Bell Daphne W, Gore Ira, Okimoto Ross A, Godin-Heymann Nadia, Sordella Raffaella, Mulloy Roseann, Sharma Sreenath V, Brannigan Brian W, Mohapatra Gayatry, Settleman Jeff, Haber Daniel A
Massachusetts General Hospital Cancer Center, Harvard Medical School, 13th Street, Charlestown, Massachusetts 02129, USA.
Nat Genet. 2005 Dec;37(12):1315-6. doi: 10.1038/ng1671. Epub 2005 Oct 30.

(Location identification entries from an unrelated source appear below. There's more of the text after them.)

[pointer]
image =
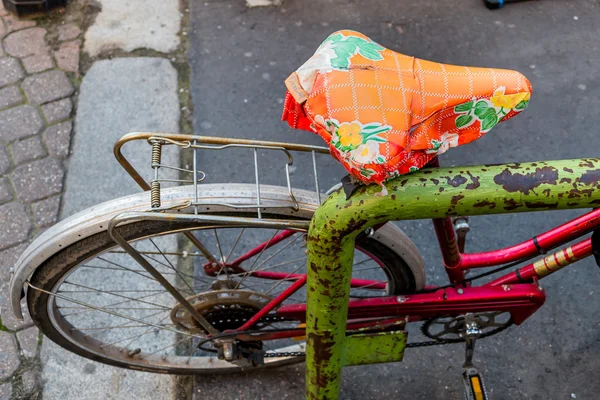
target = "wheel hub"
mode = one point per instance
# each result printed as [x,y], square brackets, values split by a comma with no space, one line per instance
[223,309]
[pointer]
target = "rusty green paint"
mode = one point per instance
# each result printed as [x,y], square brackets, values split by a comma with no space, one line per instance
[432,193]
[373,348]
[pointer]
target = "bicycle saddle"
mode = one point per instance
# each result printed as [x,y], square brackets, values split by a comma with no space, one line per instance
[385,114]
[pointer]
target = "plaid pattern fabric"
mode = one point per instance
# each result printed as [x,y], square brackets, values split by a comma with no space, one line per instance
[384,113]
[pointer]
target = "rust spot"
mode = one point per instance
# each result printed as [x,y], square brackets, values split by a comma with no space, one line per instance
[456,181]
[526,183]
[485,203]
[540,204]
[456,199]
[510,204]
[590,177]
[475,182]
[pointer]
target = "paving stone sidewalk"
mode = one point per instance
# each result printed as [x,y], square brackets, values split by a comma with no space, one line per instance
[36,110]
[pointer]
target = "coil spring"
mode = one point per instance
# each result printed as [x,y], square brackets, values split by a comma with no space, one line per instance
[156,154]
[155,194]
[155,186]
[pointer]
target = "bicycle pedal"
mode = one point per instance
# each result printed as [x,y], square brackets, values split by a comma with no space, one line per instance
[474,387]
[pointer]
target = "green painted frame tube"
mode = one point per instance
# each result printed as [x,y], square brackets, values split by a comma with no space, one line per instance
[429,193]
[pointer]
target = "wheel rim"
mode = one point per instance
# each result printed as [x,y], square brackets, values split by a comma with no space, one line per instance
[152,340]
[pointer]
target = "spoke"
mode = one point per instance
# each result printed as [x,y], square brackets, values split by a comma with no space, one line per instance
[259,255]
[182,273]
[126,269]
[117,303]
[219,246]
[277,252]
[114,308]
[110,290]
[269,267]
[172,267]
[105,328]
[168,253]
[251,269]
[282,280]
[116,314]
[235,244]
[166,347]
[126,324]
[134,337]
[123,297]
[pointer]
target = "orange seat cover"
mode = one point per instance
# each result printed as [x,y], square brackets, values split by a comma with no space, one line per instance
[384,113]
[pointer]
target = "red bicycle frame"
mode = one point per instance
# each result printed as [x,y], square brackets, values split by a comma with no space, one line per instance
[516,292]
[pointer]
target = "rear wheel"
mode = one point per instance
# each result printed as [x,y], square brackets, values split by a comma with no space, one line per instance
[94,300]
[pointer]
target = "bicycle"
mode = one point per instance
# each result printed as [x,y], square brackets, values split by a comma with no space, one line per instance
[172,280]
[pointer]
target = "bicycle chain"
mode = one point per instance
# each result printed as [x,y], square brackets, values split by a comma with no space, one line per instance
[409,345]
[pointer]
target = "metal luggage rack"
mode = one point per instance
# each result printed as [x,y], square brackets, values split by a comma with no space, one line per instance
[194,176]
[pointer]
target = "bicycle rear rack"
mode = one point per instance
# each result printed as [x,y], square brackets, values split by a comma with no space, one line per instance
[193,176]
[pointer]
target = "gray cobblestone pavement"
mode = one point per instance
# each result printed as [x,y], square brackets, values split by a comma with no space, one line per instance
[37,81]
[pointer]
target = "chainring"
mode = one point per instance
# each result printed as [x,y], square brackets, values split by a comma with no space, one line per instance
[453,327]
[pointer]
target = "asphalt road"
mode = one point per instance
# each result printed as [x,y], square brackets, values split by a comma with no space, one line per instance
[241,56]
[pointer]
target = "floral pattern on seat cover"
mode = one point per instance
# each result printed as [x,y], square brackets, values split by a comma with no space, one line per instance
[385,114]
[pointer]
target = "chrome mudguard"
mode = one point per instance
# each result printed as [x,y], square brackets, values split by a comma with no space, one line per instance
[96,219]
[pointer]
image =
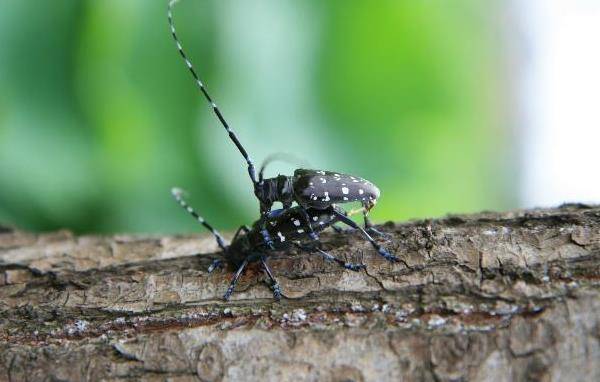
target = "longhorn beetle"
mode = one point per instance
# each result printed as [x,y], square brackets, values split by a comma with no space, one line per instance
[289,229]
[315,189]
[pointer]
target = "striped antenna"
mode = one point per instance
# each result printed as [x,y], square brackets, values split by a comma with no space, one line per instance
[232,136]
[178,195]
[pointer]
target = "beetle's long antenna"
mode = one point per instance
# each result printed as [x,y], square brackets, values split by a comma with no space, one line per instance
[232,136]
[178,195]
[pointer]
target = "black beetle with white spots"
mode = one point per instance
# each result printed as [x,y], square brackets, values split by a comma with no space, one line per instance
[316,194]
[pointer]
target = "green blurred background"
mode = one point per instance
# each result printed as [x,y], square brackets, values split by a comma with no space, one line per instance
[99,116]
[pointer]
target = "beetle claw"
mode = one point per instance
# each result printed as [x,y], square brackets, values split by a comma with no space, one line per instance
[214,265]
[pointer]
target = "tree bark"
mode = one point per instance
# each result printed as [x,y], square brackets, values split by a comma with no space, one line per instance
[491,296]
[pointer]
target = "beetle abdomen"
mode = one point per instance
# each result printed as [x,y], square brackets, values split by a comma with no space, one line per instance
[320,189]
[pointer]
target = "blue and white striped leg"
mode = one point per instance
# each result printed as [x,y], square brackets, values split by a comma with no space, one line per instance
[178,195]
[382,251]
[234,280]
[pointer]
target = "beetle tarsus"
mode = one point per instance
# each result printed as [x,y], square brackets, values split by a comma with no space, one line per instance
[218,263]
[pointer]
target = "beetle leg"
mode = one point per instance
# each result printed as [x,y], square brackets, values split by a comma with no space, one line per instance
[310,232]
[235,279]
[245,229]
[265,234]
[329,257]
[218,263]
[382,251]
[274,283]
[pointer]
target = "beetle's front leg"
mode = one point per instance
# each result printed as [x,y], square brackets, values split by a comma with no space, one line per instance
[264,215]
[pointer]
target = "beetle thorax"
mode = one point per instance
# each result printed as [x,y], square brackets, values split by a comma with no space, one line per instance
[278,189]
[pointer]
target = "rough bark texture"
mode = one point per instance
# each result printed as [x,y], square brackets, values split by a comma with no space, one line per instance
[499,297]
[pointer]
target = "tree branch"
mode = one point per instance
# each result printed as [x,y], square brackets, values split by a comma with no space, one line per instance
[511,296]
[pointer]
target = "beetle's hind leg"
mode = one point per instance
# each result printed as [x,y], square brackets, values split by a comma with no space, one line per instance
[234,280]
[370,227]
[329,257]
[382,251]
[274,284]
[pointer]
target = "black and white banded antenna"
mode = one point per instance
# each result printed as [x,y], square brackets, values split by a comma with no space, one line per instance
[178,195]
[232,136]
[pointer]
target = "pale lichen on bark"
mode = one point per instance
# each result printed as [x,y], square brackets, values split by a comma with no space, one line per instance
[491,296]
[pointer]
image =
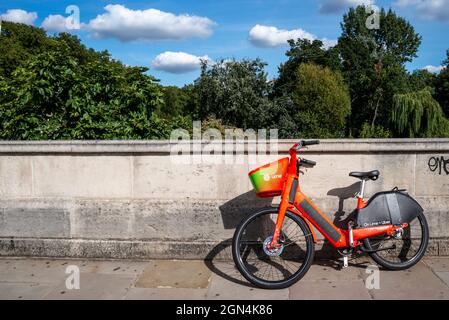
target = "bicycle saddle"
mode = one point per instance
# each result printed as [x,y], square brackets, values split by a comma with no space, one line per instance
[373,175]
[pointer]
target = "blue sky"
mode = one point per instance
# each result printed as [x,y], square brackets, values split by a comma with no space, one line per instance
[171,36]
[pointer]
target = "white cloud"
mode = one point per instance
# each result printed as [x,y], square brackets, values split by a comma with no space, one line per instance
[20,16]
[270,37]
[177,62]
[428,9]
[58,23]
[336,6]
[152,24]
[433,69]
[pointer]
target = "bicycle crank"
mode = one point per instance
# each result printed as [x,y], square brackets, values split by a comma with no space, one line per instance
[272,252]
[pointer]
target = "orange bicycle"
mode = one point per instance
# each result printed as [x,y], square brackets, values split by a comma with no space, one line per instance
[274,247]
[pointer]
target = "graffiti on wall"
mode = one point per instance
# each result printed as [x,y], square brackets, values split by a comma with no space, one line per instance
[439,164]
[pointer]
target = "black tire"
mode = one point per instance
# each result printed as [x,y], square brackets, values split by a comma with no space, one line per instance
[302,257]
[392,260]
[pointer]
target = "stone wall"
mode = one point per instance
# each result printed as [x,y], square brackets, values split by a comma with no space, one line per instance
[130,199]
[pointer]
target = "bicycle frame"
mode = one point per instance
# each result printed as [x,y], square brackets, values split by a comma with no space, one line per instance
[292,199]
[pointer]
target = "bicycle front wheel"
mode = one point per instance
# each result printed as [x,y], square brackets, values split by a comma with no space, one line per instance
[278,268]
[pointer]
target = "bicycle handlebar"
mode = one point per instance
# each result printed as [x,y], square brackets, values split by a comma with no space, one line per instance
[309,142]
[306,162]
[305,143]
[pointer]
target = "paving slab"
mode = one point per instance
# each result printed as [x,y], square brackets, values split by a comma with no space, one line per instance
[328,270]
[32,270]
[165,294]
[174,274]
[437,263]
[444,276]
[329,290]
[419,282]
[25,291]
[112,267]
[94,286]
[223,289]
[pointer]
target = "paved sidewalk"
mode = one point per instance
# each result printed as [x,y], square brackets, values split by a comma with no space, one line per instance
[163,279]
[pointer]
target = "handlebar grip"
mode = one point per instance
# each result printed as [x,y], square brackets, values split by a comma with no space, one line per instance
[309,142]
[303,161]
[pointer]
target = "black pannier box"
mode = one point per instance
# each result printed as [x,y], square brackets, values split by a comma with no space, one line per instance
[389,207]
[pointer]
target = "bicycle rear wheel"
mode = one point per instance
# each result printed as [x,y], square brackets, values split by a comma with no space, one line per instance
[410,247]
[272,269]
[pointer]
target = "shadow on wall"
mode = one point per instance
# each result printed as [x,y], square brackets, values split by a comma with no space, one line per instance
[219,259]
[234,210]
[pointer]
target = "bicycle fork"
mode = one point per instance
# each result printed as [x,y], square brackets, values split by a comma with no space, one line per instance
[287,200]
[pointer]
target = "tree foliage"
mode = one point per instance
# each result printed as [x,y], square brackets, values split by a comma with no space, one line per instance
[418,114]
[322,102]
[235,92]
[69,92]
[304,51]
[373,63]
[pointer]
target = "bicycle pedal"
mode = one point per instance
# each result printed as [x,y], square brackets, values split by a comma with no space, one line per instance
[345,262]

Somatic activating mutations in EGFR identify a subset of non-small cell lung cancer that respond to tyrosine kinase inhibitors. Acquisition of drug resistance is linked to a specific secondary somatic mutation, EGFR T790M. Here we describe a family with multiple cases of non-small cell lung cancer associated with germline transmission of this mutation. Four of six tumors analyzed showed a secondary somatic activating EGFR mutation, arising in cis with the germline EGFR mutation T790M. These observations implicate altered EGFR signaling in genetic susceptibility to lung cancer.
表皮生长因子受体(EGFR)中的体细胞激活突变可识别出对酪氨酸激酶抑制剂有反应的非小细胞肺癌亚群。耐药性的获得与一种特定的继发性体细胞突变——EGFR T790M相关。在此,我们描述了一个家族,其中多例非小细胞肺癌与该突变的种系传递有关。在分析的6个肿瘤中,有4个显示出继发性体细胞激活EGFR突变,与种系EGFR突变T790M顺式发生。这些观察结果表明EGFR信号改变与肺癌的遗传易感性有关。